Azerbaijani Islamist

Yunis Safarov (Note: Yunus Səfərov) is an Azerbaijani political dissident and member of the Shia Islamist militant group called the Islamic Resistance Movement of Azerbaijan, a group which gained infamy after Ganja events of 2018, when he attempted to assassinate Elmar Valiyev, the leader of the executive authority of the city of Ganja.

== Biography ==
Yunis Safarov was born to Azerbaijani parents. His father is a businessman based in Russia.

He traveled to Iran around 2016 and lived in the city of Qom for eight months, and reportedly received military training in Syria, where he joined the ranks of the Azerbaijan Islamic Resistance Movement

During the Syrian Civil War, he is said to have fought alongside Iranian forces and the regime of Bashar al-Assad with several members of the Islamic Resistance Movement of Azerbaijan against the forces of the Salafist jihadist terrorist group ISIS.

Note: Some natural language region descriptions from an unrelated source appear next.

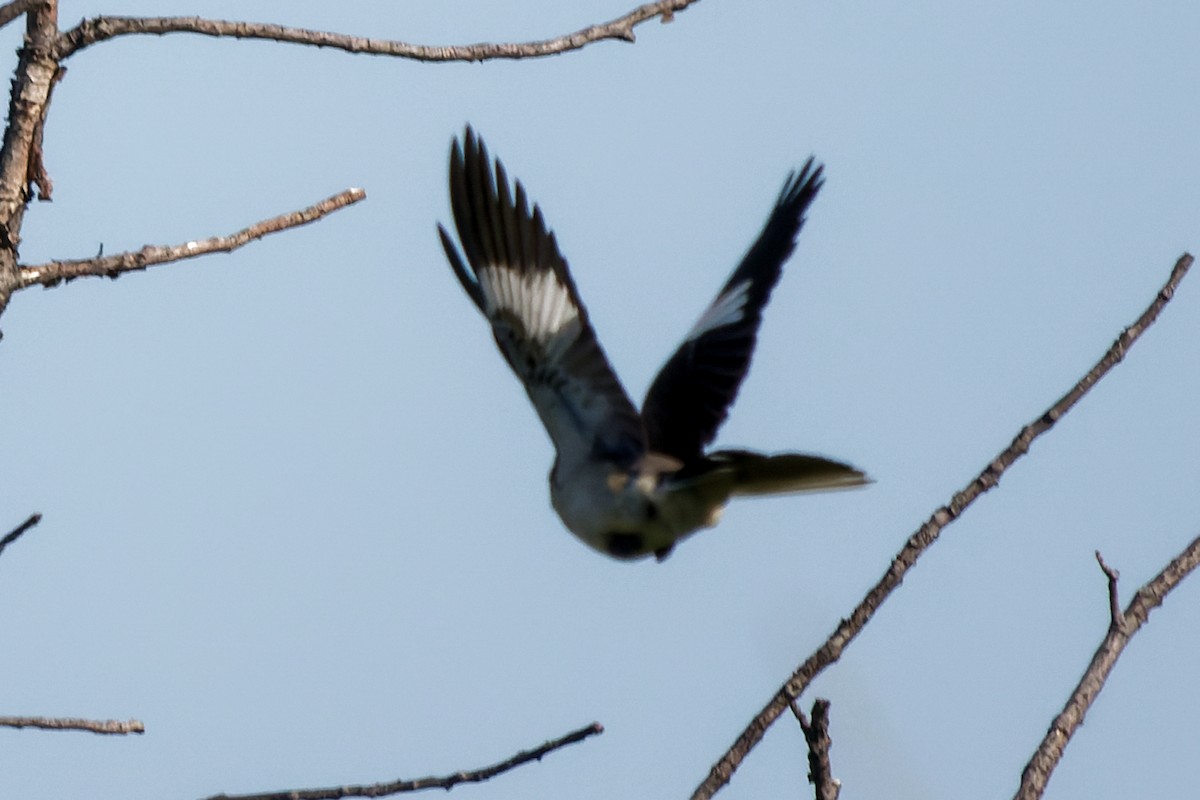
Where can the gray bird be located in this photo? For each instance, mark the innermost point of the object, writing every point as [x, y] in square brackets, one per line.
[628, 483]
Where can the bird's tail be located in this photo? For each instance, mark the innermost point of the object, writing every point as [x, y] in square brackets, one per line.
[744, 473]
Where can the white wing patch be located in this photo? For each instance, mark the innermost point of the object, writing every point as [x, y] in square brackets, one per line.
[538, 300]
[725, 310]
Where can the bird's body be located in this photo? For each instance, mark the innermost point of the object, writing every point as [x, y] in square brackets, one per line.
[628, 483]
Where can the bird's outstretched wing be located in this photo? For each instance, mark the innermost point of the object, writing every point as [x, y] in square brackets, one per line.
[690, 397]
[516, 276]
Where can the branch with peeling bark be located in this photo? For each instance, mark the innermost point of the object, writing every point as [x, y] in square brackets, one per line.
[113, 266]
[816, 735]
[444, 782]
[850, 627]
[101, 29]
[106, 727]
[1122, 627]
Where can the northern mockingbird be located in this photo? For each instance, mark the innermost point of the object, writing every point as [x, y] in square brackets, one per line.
[628, 483]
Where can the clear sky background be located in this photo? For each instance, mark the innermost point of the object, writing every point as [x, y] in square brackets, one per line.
[297, 516]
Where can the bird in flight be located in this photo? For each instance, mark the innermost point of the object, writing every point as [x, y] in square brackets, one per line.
[628, 483]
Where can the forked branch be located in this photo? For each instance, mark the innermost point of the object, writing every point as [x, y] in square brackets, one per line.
[100, 29]
[112, 266]
[850, 627]
[1121, 630]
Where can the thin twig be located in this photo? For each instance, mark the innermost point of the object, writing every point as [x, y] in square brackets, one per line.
[16, 533]
[1115, 618]
[107, 727]
[100, 29]
[112, 266]
[1049, 752]
[816, 734]
[445, 782]
[723, 770]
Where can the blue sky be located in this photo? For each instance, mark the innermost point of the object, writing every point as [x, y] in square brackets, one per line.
[297, 517]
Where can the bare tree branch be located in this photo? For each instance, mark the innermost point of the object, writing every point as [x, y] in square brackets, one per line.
[100, 29]
[816, 734]
[108, 727]
[1150, 596]
[445, 782]
[19, 156]
[723, 770]
[16, 533]
[1115, 619]
[112, 266]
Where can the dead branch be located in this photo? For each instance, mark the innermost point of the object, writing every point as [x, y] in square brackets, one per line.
[100, 29]
[107, 727]
[831, 651]
[816, 734]
[112, 266]
[16, 533]
[445, 782]
[19, 157]
[1150, 596]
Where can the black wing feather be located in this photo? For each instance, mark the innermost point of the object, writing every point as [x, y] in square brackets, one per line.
[691, 395]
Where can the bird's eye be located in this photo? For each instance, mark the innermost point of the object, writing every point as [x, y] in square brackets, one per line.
[624, 545]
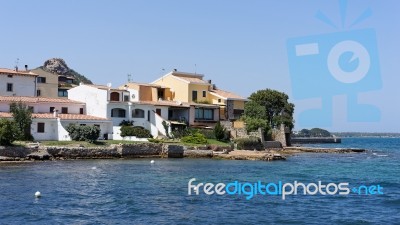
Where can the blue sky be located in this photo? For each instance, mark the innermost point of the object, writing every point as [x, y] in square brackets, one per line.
[240, 45]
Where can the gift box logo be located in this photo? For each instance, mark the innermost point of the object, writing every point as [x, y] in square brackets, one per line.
[340, 63]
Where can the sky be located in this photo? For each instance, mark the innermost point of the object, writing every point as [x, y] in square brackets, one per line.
[242, 46]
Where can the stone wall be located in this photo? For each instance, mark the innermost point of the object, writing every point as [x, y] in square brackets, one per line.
[272, 144]
[282, 135]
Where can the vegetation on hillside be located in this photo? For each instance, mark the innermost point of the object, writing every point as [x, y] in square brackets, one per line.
[59, 66]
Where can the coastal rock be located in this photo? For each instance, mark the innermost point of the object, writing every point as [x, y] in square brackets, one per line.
[140, 150]
[173, 151]
[56, 65]
[198, 153]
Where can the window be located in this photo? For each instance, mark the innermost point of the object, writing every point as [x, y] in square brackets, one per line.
[41, 79]
[204, 114]
[62, 93]
[117, 112]
[158, 111]
[64, 110]
[138, 113]
[160, 93]
[9, 87]
[126, 98]
[194, 95]
[114, 96]
[40, 128]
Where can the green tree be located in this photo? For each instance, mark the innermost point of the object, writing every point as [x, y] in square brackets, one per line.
[219, 131]
[318, 132]
[22, 115]
[255, 117]
[277, 107]
[83, 133]
[8, 132]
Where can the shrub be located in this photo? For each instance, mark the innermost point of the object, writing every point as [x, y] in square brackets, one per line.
[166, 127]
[9, 132]
[209, 134]
[22, 115]
[83, 133]
[219, 131]
[195, 138]
[138, 132]
[180, 133]
[152, 140]
[249, 143]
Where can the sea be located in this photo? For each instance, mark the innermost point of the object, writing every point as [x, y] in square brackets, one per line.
[136, 191]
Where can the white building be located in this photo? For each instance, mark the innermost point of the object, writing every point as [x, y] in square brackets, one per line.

Safarov is said to have participated in the Battle of Palmyra against ISIS forces.

In 2018, he shot the head of Ganja's executive authority and was convicted. Safarov's motivation is said to be the "struggle against oppression" and the "harassment of the local population". He was sentenced to life imprisonment. According to the indictment, Yunis Safarov and 11 others were charged with 30 counts, including attempted murder, terrorism and illegal possession of weapons

In 2018, while in prison, Sarafov was reportedly denied forensic examination for 21 days after alleged mistreatment by guards. The photos of the abuse circulated on social media soon after his arrest.

Some Azerbaijani newspapers have accused Iran and Armenia of planning the attack.

Safarov became an icon of part of the Azerbaijani opposition to Ilham Aliyev's regime.